Fidel Castro, dans les années 1970 et 1980 s’est trouvé confronté à une des décisions les plus transcendantes pour l’approfondissement de la révolution cubaine : face à la possibilité de la levée progressive du blocus, il s’agissait d’accepter la demande des États-Unis de retirer son soutien internationaliste à l’Angola. Comme il fallait s’y attendre de la part d’un grand homme et d’un grand révolutionnaire, Fidel a envoyé 20 000 hommes de troupe cubains vers l’Angola, c’est-à-dire qu’il n’a pas hypothéqué ses principes socialistes.

Il est arrivé la même chose à Hugo Chávez dans les difficiles premières années de son mandat : céder aux sirènes des secteurs historiquement privilégiés, aux pressions du Nord et aux conseils de ses plus proches collaborateurs, ou bien se ranger une fois de plus du côté des plus démunis. Páez ou Bolívar; marcher au pas de l’oligarchie ou bien aux côtés du peuple. Cette dichotomie résume en partie le dilemme de cet homme en ces temps d’ambiguïté et de marche sur des sables mouvants.

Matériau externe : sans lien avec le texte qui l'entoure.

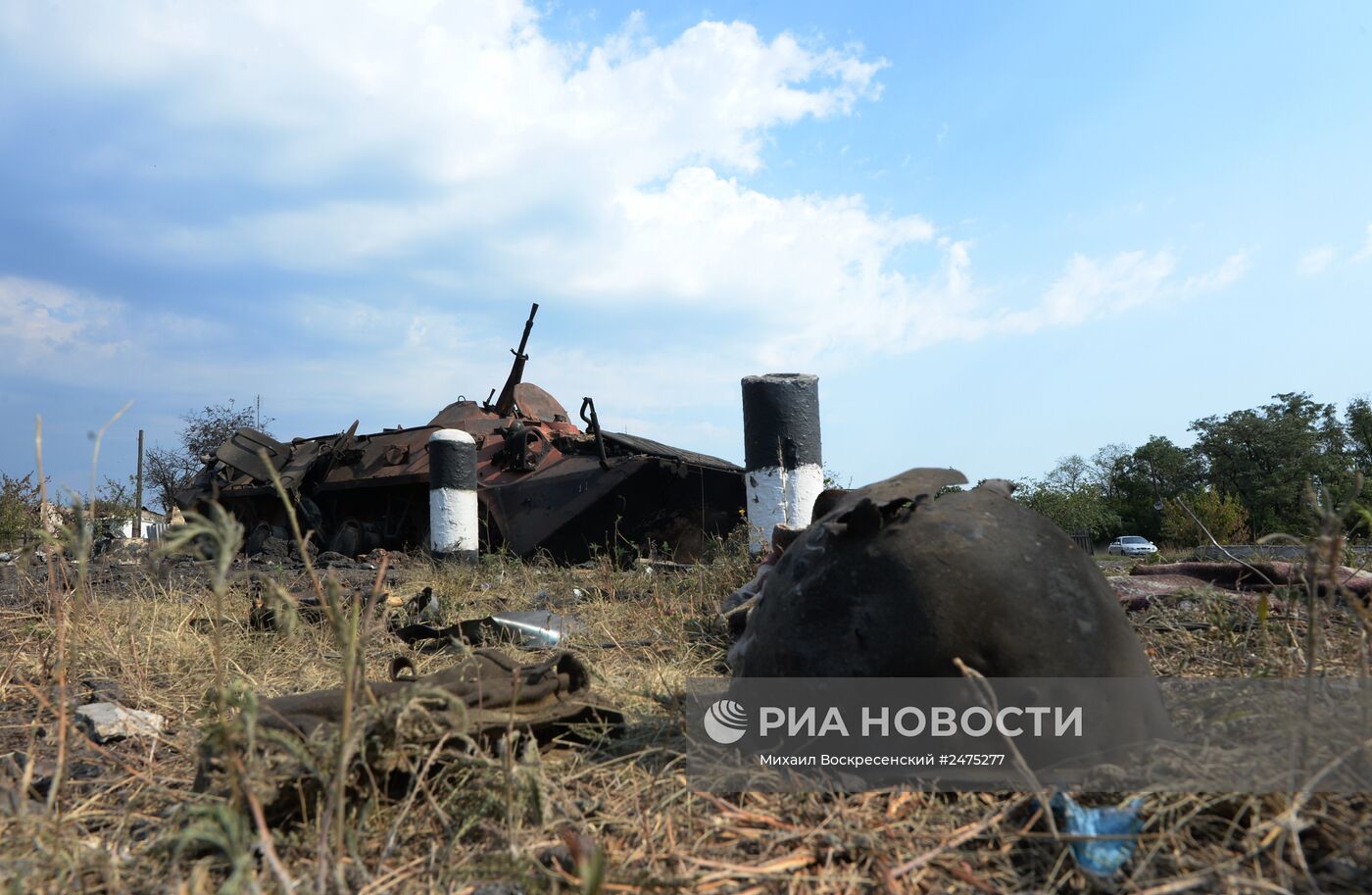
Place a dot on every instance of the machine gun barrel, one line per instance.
(505, 404)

« A une époque, j’ai même pensé à la troisième voie. J’avais des problèmes pour interpréter le monde. J’étais dans l’erreur, j’avais des lectures qui m’induisaient en erreur, et j’avais des conseillers qui me trompaient toujours plus. Je suis même allé jusqu’à proposer un forum au Venezuela sur la troisième voie de Tony Blair. J’ai beaucoup écrit et parlé au sujet d’un “capitalisme humain”. Aujourd’hui je suis convaincu que c’est impossible… » (7)

Mais sa décision autant que courageuse, fut claire et engagée aux côtés du peuple qui l’avait vu naître et qui l’avait formé : aiguiser les contradictions de classe. Dépasser la séduction de l’État providence social-démocrate et des centres politiques de la troisième voie.

En 2001 sont promulguées les lois dites habilitantes. Particulièrement deux d’entre elles touchent le cœur de la structure politico-idéologique : la loi sur la terre et celle sur le pétrole. Avec ces lois s’ouvrit le débat sur le contrôle des moyens de production les plus importants dans la tradition économique vénézuélienne, l’exploitation pétrolière et le régime latifundiste.

Bien avant cet épisode, l’empire nord-américain se méfiait du leader bolivarien, surtout quand ce dernier entreprend une sorte de croisade pour retrouver la cohésion de l’OPEP et ainsi composer l’équilibre mondial de la production de pétrole et son échelle des prix. Les intérêts de l’Empire commencent à se voir atteints par l’audace et la détermination avec laquelle la révolution bolivarienne fait son chemin parmi l’adversité.

La conspiration s’active et faire tomber le gouvernement devient la priorité du moment. Les masques tombent lorsque après le coup d’État de 2002, les chefs militaires qui avaient des fonctions dans l’administration publique, des gourous de la politique, des parlementaires, des fonctionnaires se rallient au gouvernement non encore reconnu. Démonstration était faite qu’ils n’avaient même pas su être loyaux envers leurs idéaux nationalistes autoproclamés. Leur projet personnel était tout autre, très ancré dans la logique de l’enrichissement capitaliste régi par le « pousse-toi de là que je m’y mette ».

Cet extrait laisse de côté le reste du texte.